Refleksi KAI Tahun 2019: Menuju Sistem Multibar demi Profesionalitas Advokat Indonesia
Berita

Refleksi KAI Tahun 2019: Menuju Sistem Multibar demi Profesionalitas Advokat Indonesia

KAI sebagai organisasi advokat akan selalu berada di garda terdepan dalam menjawab tuntutan perubahan hukum dan profesionalitas advokat Indonesia.

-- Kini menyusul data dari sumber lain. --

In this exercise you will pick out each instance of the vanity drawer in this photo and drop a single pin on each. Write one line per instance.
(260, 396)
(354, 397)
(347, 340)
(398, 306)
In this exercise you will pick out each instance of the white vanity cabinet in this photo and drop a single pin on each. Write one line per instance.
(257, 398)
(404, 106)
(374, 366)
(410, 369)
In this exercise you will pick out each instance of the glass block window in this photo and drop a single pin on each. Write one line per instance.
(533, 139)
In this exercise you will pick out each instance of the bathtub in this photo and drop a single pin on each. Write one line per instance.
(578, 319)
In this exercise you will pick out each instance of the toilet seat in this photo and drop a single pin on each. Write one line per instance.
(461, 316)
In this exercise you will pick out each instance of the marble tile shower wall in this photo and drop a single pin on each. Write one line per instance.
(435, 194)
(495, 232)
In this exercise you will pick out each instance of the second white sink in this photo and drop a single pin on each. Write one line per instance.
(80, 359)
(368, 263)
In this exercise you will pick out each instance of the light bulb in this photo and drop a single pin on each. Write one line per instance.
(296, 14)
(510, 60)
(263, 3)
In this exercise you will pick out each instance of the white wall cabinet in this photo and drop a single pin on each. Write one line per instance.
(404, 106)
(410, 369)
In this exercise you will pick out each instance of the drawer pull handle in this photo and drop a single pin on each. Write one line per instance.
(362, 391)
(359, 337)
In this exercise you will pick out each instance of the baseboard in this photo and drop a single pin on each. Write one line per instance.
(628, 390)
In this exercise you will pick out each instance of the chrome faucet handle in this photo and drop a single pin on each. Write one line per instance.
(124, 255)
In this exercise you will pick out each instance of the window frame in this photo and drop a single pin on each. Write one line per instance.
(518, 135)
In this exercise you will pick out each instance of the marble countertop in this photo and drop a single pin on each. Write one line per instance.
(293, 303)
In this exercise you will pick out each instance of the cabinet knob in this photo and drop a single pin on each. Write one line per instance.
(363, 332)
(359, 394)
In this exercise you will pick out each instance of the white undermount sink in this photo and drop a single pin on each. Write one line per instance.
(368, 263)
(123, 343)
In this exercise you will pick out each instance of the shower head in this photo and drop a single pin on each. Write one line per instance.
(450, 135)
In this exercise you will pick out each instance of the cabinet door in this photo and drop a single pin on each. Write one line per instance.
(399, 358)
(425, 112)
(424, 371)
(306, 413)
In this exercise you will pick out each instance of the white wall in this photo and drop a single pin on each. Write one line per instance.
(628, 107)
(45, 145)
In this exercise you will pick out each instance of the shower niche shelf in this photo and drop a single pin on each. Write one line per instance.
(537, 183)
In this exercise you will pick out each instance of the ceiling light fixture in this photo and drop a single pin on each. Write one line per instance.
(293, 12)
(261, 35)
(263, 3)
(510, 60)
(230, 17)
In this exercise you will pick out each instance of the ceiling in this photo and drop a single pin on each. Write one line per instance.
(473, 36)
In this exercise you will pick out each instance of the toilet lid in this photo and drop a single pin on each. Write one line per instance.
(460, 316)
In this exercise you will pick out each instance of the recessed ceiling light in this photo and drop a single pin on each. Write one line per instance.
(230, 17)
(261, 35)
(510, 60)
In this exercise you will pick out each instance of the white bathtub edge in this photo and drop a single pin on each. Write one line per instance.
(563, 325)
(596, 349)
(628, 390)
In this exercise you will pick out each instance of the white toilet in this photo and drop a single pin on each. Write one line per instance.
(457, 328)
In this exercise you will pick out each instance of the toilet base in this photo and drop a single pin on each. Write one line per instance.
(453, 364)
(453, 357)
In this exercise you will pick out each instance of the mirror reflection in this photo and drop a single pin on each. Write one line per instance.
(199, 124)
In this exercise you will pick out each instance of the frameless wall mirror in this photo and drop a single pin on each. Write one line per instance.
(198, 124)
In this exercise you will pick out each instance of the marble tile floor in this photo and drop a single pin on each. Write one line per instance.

Pilihan multibar adalah sikap politik KAI untuk memperluas akses masyarakat untuk mendapatkan keadilan.

Oleh:
CT-CAT
Bacaan 2 Menit

 

Selain itu, untuk membangun kesepahaman dan kesetaraan peran antara aparat penegak hukum dalam menjalankan fair trail justice system, perlu ada pendidikan bersama antara penegak hukum. Sebagai contoh, kita dapat sama-sama merujuk pada program pendidikan bersama pada isu Anak Berhadapan Hukum (ABH).

 

Eksistensi Organisasi Advokat di Indonesia

Permasalahan advokat yang sering kali dibawa ke ranah peradilan umum dan konstitusi seperti pseudo judicial conflict, secara ironis masih mengesampingkan fakta perilaku advokat mana kala mahkamah, pemerintah, dan DPR RI berpendapat bahwa: organisasi advokat bukan lembaga negara, melainkan organnya. Berdasarkan kajian dari banyak literasi, sebuah organ negara amat berbeda dengan lembaga apalagi alat negara.

 

Tahun 2019 sendiri masih tetap diwarnai dengan upaya Uji Materi UU No. 18 Tahun 2003 tentang Advokat terkait bentuk organisasi advokat. Sebagaimana telah diuraikan sebelumnya, KAI tidak melihat adanya persoalan terkait banyaknya organisasi advokat yang menjalankan kewenangan organisasi advokat sesuai UU Advokat. Adapun hasil Rapat Permusyawaratan 9 Hakim Konstitusi pada Senin (7/10/19) telah diucapkan dalam Sidang Pleno Mahkamah Konstitusi terbuka untuk umum pada Kamis (28/11/19) pukul 10.24 WIB.

 

Dalam Perkara Nomor: 35/PUU-VII/2018 ini pada pokoknya memohonkan seluruh Frasa “Organisasi Advokat” yang menguraikan 15 kewenangan dalam UU No. 18 Tahun 2003 tentang Advokat dijalankan oleh PERADI. Mahkamah  dalam putusannnya menyatakan: MENOLAK PERMOHONAN PARA PEMOHON SELURUHNYA.

 

Putusan tersebut menegaskan, kita tidak boleh menutup mata terhadap masa daepan dunia advokat yang multibar. Namun, yang paling penting adalah pendapat dari Mahkamah Agung dan politik hukum advokat pemerintah untuk mendorong pembuat undang-undang agar membahas kembali revisi Undang-Undang Advokat yang secara historis telah diperjuangkan oleh Adv. Tjoetjoe Sandjaja Hernanto (saat ini Presiden Kongres Advokat Indonesia Masa Jabatan 2019-2024) sejak tahun 2011.

 

KAI menyadari betul, banyaknya pengajuan uji materiil terhadap UU Advokat sepanjang tahun 2003 hingga 2019 menjadi tanda UU ini bermasalah. Bahkan, peraturan turunan UU Advokat pun tidak pernah ada. Ini sebabnya, KAI kukuh pada pendapat bahwa UU No. 18 Tahun 2003 tentang Advokat sudah saatnya direvisi dan amat terbuka pada semua pihak yang berkepentingan untuk duduk bersama merumuskan revisi UU Advokat.

 

Bagaimanapun, seberapa kuat keinginan untuk membentuk wadah tunggal, sejarah harus menjadi cermin dan pelajaran bahwa bentuk tersebut tidak pernah bisa dipertahankan. Justru, organisasi advokat telah membuktikan, dengan membagi kekuatan—advokat mampu menjadi bagian utama dari pendiri negara dan pembaru hukum di Indonesia.